Tuesday, January 15, 2019

The Taz – What Chinese Assimilation of the Peoples of Russia Looks Like


Paul Goble

            Staunton, January 15 – Perhaps the greatest if typically unspoken fear among Russians about China is not that Beijing will occupy this or that portion of the Russian Federation but that because there are so many more Chinese than Russians, the former will assimilate the latter through intermarriage, something they fear could spell the end of the Russian ethnos.

            Such concerns are almost certainly exaggerated even over the very long haul, but the publication of a photo album by the Regnum news agency of the Taz, a small ethnic group which arose a century ago as a result of intermarriage between Chinese, autochthonian and Russian peoples in the Russian far East, may bring them to the surface.

            Alyona Shilonosova, a journalist who put together the collection of photographs of members of the Taz ethnos, provides some information about a group few have ever heard of. According to the 2010 Russian census, none of those who identifies as a Taz speaks the language: they use Russian instead (regnum.ru/news/society/2550941.html).

            During the second half of the 19th century, many Chinese moved into the Russian Far East. Most were men looking for work, and they married women from among the indigenous numerically small peoples, the Udygey, the Nanay, and the Orochi. “Thus arose a new ethnic group, the Taz,” a term that is the russified variant of the Chinese “tadtszy” – or “alien.”

            “The first relatively reliable data about the numbers of Tax comes from 1872, Shilonosova says. “Then there were 638 of them in the Ussuri kray.” They did not live separately or in a different way than the peoples they intermarried with.

            In Soviet times, they were initially supported but then suppressed, with their language being viewed as a pastiche of Chinese, Russian, and minority tongues rather than the separate language of a separate people.  In 1938, Moscow decided to concentrate them in one place, the village of Mikhailovka in the Olgin District.

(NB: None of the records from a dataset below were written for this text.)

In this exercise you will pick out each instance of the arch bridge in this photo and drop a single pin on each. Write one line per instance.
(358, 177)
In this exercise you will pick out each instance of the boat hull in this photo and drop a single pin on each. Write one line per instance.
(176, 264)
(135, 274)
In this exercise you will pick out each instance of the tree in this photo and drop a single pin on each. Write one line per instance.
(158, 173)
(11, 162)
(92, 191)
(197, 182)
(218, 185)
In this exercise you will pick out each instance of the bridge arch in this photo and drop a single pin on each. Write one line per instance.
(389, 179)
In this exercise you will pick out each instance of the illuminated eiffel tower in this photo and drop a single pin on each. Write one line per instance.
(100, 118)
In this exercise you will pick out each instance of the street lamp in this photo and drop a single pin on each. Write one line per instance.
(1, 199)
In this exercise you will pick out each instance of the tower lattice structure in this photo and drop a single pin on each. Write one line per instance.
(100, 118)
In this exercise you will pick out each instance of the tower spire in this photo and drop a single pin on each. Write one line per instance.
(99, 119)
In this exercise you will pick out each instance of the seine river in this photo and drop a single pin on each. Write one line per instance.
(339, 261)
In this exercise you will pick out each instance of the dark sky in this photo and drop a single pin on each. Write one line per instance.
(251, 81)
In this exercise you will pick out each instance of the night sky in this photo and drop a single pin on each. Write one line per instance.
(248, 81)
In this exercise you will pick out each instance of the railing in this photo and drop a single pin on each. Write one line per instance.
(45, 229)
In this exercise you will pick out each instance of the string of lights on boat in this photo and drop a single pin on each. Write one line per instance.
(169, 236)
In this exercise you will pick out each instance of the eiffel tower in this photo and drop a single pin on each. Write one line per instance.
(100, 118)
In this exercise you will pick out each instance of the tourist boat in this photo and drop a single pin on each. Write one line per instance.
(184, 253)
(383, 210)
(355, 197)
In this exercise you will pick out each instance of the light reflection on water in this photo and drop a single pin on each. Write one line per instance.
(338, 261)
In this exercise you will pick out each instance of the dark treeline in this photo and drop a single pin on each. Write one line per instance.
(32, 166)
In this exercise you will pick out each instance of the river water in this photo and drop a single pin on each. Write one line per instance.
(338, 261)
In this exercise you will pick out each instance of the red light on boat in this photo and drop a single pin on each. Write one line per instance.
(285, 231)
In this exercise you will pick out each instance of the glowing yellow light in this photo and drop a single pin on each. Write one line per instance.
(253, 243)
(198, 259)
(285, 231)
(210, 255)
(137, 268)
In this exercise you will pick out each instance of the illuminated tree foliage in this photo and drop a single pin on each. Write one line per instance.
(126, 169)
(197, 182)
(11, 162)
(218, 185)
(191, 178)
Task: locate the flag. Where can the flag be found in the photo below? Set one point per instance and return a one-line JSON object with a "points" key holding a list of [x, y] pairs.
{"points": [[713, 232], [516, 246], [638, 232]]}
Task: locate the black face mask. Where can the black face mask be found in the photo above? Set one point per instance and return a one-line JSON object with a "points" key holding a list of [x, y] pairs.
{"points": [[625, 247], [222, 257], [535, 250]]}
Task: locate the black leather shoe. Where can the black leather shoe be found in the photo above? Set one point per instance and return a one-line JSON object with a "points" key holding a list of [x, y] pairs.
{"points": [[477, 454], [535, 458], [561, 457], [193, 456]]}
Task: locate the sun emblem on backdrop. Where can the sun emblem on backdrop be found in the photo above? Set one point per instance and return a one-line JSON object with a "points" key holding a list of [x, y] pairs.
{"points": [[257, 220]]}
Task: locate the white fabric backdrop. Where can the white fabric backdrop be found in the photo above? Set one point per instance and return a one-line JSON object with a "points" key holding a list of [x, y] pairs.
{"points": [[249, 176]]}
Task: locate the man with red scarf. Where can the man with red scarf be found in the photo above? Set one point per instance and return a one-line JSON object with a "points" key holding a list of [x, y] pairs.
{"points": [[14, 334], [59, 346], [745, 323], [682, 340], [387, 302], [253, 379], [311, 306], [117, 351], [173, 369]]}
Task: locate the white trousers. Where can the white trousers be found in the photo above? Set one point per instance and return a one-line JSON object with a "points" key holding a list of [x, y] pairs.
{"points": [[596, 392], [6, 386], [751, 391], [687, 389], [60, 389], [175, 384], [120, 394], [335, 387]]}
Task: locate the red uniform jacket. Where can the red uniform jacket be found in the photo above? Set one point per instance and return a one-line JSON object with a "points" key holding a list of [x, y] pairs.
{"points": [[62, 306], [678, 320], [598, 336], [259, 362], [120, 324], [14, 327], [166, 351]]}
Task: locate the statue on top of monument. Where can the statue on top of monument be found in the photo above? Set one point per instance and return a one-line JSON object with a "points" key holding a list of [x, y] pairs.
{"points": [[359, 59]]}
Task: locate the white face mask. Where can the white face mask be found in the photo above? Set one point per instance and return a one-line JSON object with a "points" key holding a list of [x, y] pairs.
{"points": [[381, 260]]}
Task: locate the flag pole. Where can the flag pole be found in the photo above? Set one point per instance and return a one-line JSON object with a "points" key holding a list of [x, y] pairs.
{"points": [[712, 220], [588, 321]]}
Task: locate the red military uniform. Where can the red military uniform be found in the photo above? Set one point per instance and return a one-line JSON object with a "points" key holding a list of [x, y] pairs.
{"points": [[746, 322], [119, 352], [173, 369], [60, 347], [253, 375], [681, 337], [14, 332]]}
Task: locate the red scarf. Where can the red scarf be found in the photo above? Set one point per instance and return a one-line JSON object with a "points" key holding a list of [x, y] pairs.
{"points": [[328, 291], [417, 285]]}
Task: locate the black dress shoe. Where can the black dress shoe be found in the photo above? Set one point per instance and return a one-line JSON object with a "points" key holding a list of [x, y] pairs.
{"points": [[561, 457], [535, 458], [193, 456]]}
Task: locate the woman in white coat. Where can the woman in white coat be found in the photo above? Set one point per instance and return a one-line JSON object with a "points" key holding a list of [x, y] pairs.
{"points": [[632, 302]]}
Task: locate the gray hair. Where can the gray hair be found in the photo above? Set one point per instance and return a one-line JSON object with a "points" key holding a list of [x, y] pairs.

            The culture of the Taz nonetheless survived, and the evidence of the intermixing of the Chinese, aboriginal and even Russian peoples can be seen in the faces of those pictured in Shilonosova’s article. 

            Today, she continues, the number of Taz in Mikhailovka is hardly more than a few dozen. Their language has died out, and their formerly unique culture has been overwhelmed by the larger cultures of those they live among. If there are Taz in China, they are almost certainly more Sinified than those in Russia which have been Russified.

            Even more than their concentration in a single village in 1938 under Stalin, however, the Taz in the Russian Far East suffered from the anti-Chinese campaigns of the Soviet government from the 1950s to the 1970s. The Taz were not “officially” subject to suppression, but their number declined to approximately 250.

            In 2000, however, the Russian government extended official recognition to the Taz as a nationality when they were included in the list of numerically small indigenous peoples of the Russian Federation.